The law relating research with children (legally defined as those under 18 years of age) is not clear but a series of principles are proposed in various available guidance (RCPCh, 2000; DOh, 2001, BMA, 2001; RCN, 2003). Guidance is based on concern for children as potentially vulnerable participants as identified in the ‘Declaration of Helsinki’ (World Medical Association (WMA), 1964/2000 and draws on the overriding principles of ‘best interests’ of the child as outlined in the Children Act (DOH, 1989) and United Nations Convention on the Rights of the Child (UNCRC) (UN 1989)
As the Researcher, I will obtain written consent from all participants and provide the opportunity for participants to discuss face to face with me any concerns they might have before making consent decisions. Consent is recognised as a process and not a one off event. I will therefore check continued willingness to participate and assistant participants in withdrawing from the research if at any time that is their wish.
Consent processes will be conducted within a framework of general requirements which dictate that consent must be competent, voluntary and informed.
Children under 16 years of age are not automatically presumed legally competent but the Gillick case in 1986 which underpins the Fraser guidelines (Piercy and Hargate, 2004) ensured that children under 16 can give consent if a standard of sufficient understanding and intelligence is met (BMA,2001)
Depsite much current debate about the need for additional consent of adults to that of competent mionrs, the proposed research will follow that parental consent is desirable even if the child is competent.
Participation will be entirely voluntary and no pressure will be placed upon individuals to participate. Language used in accompanying information is designed to be invitational and not coercive taking care that individuals do not feel obliged to consent (Masson, 2004).

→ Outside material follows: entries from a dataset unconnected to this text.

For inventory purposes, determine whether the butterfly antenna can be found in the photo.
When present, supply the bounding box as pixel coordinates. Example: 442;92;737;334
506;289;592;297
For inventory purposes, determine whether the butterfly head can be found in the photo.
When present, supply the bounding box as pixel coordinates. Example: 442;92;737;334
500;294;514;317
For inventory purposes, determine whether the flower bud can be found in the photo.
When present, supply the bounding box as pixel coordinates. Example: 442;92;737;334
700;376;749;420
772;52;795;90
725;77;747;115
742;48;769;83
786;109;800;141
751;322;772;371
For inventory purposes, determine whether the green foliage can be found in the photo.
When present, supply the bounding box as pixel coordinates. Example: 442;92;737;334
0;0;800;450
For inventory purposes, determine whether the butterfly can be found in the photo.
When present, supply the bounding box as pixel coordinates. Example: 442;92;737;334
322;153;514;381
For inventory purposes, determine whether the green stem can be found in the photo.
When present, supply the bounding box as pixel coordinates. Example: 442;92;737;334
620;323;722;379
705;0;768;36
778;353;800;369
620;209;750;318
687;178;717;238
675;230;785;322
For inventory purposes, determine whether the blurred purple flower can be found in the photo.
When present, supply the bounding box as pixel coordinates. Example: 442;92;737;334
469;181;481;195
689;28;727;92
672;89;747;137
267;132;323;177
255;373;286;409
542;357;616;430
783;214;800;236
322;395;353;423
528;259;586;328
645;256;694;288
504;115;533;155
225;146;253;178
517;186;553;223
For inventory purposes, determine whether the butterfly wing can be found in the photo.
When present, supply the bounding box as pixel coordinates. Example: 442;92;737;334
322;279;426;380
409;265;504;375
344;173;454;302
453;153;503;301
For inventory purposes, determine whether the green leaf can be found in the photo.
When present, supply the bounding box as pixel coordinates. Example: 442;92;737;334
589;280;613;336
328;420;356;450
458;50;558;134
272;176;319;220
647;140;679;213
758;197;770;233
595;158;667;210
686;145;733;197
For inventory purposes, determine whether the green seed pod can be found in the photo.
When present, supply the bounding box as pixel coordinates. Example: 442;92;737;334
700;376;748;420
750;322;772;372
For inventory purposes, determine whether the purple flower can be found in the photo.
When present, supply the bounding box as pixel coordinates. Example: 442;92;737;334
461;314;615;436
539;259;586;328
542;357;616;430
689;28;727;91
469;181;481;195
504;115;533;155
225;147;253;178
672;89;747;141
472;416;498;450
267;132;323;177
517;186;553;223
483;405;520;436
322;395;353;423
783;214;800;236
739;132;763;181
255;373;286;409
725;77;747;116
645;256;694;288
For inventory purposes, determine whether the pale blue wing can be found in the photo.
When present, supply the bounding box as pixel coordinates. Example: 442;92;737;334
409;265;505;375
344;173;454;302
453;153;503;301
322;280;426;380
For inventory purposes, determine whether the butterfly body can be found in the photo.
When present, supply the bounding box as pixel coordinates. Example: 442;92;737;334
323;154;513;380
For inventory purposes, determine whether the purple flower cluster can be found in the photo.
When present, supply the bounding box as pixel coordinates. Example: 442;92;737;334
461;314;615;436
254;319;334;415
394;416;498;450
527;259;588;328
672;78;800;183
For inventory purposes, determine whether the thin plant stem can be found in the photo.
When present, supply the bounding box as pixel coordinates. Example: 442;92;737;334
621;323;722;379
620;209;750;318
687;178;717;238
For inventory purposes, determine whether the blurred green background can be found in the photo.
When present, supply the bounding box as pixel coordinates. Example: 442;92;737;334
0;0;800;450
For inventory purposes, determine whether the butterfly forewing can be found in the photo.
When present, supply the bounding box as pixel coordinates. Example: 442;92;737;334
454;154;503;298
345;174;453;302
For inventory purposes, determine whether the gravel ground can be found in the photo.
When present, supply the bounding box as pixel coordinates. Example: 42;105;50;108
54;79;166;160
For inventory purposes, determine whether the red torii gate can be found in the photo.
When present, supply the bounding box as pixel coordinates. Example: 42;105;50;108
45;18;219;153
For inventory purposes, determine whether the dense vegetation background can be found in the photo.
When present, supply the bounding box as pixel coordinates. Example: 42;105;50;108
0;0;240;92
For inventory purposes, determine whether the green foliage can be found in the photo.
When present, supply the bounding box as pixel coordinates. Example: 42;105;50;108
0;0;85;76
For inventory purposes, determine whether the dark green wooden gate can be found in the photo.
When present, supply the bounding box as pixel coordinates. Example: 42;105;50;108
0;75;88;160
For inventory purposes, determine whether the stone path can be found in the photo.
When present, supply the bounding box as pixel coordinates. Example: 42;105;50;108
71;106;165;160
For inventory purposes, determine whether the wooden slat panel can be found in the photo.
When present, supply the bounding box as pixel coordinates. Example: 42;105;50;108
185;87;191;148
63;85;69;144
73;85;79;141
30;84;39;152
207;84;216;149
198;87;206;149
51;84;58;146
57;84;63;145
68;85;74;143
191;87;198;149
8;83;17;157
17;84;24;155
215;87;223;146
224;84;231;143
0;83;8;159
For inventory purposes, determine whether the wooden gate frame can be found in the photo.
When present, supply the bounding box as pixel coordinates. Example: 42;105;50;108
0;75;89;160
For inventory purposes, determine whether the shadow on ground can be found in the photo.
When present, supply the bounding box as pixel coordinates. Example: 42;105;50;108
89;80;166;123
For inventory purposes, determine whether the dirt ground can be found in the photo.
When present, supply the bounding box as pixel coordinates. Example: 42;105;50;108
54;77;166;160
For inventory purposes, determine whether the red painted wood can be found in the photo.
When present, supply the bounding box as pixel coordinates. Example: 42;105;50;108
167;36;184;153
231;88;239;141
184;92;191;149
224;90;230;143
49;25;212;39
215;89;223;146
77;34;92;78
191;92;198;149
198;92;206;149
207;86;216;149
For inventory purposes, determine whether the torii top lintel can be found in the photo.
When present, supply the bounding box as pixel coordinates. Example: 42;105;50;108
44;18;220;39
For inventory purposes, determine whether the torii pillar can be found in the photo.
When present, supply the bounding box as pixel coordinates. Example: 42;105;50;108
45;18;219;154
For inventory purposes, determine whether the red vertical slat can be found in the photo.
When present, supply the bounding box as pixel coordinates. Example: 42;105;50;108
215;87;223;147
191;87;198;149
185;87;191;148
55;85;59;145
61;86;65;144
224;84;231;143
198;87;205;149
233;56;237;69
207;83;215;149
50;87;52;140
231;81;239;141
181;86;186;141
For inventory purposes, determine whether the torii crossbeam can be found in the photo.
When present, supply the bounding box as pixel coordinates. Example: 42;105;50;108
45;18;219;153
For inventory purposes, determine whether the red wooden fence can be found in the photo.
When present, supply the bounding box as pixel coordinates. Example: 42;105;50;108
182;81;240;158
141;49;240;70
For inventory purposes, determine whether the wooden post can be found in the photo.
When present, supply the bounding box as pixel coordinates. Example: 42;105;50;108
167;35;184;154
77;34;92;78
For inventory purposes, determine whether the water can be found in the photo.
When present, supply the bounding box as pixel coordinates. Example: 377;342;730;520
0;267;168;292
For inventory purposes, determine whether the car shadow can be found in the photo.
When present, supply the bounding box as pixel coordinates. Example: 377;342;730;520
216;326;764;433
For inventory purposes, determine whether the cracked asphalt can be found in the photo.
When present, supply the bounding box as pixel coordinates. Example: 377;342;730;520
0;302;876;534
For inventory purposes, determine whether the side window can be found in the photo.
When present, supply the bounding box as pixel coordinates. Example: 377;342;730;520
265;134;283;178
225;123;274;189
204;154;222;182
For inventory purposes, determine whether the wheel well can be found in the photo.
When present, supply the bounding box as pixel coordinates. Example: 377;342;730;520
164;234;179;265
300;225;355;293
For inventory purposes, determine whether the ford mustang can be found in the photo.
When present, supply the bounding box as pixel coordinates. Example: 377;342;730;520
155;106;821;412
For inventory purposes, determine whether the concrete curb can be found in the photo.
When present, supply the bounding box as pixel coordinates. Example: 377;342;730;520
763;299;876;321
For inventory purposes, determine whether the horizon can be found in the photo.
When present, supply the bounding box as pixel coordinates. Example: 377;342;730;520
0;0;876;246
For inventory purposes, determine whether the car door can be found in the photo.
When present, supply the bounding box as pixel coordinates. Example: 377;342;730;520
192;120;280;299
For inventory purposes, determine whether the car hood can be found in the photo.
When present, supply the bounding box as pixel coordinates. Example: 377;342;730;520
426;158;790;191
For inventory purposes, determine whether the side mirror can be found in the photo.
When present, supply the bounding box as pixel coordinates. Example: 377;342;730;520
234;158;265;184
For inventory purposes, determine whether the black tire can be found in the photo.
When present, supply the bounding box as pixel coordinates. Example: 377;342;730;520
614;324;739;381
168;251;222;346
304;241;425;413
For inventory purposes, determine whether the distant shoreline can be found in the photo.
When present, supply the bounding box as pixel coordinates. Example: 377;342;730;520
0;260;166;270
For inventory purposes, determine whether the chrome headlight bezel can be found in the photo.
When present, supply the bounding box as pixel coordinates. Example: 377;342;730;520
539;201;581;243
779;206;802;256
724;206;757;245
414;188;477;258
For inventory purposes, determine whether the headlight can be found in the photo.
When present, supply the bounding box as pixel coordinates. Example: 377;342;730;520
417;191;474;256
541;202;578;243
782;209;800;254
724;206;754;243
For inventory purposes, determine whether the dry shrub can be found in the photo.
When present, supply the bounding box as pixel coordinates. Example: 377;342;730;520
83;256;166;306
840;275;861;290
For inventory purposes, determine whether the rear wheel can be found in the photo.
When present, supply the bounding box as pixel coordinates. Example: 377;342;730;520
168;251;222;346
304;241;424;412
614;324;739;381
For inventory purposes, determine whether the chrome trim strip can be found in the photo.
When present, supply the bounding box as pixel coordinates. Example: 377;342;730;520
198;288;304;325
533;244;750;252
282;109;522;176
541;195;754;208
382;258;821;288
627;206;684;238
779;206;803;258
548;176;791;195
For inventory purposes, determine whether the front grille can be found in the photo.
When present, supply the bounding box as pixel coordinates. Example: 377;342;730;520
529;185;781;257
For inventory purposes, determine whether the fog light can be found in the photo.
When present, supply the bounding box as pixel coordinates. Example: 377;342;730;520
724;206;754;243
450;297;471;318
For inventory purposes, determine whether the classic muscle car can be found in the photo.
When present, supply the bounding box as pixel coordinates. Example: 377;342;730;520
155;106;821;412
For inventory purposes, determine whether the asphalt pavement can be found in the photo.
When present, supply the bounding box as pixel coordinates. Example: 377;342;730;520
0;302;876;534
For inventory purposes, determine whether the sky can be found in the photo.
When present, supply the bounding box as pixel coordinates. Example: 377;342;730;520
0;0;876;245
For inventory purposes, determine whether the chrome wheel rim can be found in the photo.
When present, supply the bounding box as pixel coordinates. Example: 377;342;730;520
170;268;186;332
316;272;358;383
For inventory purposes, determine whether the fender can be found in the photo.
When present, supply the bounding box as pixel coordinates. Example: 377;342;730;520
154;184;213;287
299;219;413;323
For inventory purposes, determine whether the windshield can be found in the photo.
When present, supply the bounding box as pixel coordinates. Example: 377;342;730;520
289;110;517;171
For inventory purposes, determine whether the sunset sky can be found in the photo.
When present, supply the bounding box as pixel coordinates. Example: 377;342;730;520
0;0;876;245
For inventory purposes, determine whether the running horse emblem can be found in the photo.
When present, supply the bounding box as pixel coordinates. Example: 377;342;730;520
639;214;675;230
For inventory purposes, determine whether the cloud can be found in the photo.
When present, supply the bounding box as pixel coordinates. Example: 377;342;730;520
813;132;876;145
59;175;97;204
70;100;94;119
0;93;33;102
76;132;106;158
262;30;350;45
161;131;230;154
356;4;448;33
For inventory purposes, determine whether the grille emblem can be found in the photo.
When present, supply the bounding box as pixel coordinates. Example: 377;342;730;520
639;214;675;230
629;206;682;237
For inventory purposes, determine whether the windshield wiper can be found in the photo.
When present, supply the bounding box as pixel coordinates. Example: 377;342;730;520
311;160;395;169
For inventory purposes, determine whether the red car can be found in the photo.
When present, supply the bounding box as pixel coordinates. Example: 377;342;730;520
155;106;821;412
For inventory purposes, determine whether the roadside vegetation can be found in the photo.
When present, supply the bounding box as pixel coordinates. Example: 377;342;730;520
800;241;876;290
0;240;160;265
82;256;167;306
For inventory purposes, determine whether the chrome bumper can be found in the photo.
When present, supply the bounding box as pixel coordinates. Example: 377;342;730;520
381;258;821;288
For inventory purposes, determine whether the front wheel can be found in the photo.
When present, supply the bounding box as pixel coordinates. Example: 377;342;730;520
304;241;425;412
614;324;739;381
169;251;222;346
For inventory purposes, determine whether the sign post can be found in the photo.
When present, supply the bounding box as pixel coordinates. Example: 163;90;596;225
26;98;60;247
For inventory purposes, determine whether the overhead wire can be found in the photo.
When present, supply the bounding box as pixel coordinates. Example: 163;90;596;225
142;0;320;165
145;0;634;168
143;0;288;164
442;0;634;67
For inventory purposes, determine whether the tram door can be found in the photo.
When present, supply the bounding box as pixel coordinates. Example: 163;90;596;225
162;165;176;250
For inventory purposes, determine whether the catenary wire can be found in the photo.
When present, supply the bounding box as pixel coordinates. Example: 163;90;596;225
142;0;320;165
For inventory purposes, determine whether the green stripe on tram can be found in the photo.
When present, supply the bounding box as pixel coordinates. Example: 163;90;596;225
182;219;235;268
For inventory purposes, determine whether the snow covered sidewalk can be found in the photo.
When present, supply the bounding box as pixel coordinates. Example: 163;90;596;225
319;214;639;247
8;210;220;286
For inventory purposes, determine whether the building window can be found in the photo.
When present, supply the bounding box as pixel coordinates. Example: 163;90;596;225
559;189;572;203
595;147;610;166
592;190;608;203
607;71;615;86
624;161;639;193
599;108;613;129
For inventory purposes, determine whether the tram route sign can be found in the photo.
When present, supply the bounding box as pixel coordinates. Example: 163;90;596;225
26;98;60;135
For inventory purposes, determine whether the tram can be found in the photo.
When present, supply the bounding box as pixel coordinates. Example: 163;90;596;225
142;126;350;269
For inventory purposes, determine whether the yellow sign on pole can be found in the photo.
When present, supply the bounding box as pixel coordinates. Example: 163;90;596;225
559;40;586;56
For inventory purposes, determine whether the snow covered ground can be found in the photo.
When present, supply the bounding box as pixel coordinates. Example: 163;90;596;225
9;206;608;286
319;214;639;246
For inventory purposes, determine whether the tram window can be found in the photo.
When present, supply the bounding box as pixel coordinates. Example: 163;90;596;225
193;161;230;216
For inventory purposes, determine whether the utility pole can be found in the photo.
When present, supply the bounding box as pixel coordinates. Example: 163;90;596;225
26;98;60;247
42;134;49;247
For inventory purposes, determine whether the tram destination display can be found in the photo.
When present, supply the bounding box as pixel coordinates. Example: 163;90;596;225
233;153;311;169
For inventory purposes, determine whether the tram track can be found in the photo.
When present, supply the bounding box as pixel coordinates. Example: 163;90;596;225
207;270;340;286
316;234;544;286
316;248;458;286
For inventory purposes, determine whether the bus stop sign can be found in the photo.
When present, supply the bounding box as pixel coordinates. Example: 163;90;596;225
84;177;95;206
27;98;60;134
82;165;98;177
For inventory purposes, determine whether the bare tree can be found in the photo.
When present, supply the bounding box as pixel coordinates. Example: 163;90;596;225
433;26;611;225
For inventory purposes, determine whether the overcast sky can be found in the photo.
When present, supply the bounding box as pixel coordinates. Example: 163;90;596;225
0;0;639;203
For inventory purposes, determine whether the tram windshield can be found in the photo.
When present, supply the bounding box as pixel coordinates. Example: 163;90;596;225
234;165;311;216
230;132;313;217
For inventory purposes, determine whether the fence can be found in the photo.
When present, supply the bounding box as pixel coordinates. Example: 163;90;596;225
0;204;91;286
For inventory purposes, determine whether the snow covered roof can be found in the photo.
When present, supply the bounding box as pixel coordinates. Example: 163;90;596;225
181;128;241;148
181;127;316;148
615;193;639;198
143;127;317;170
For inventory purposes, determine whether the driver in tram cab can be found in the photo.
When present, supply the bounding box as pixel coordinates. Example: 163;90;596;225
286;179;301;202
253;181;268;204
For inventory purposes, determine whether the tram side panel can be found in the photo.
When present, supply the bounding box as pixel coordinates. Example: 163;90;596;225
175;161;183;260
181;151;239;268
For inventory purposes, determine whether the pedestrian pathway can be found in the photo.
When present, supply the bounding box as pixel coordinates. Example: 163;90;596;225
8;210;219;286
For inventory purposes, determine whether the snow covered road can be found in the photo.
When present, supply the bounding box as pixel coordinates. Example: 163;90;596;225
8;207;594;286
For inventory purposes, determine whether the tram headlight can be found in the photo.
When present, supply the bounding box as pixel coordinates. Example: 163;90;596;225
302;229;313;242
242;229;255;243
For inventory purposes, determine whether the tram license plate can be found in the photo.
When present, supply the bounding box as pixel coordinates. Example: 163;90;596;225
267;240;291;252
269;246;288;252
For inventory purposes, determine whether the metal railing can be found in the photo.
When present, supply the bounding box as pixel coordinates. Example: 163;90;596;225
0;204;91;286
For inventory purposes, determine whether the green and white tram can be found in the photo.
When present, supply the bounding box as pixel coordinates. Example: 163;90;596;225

The proposed research is considered ‘minimal risk’ as defined by the RCPCH (2000). If the parent consents but the child is unwilling to participate it will be unappropriate and unethical to proceed.
For any consent to be valid, prospective participants must have sufficient information to enable them to understand what the research is about and what their participation involves. Age appropriate information leaflets and explantory material will be produced. The format and content of the material has been informed by consultation with colleagues and other sources (Greig and Taylor, 1999; Kirby 1999; Christensen and James, 2000; Fajerman et al 2000; Worrall 2000; Save the Children, 2003; Fraser et al, 2004; Save the Children, 2004).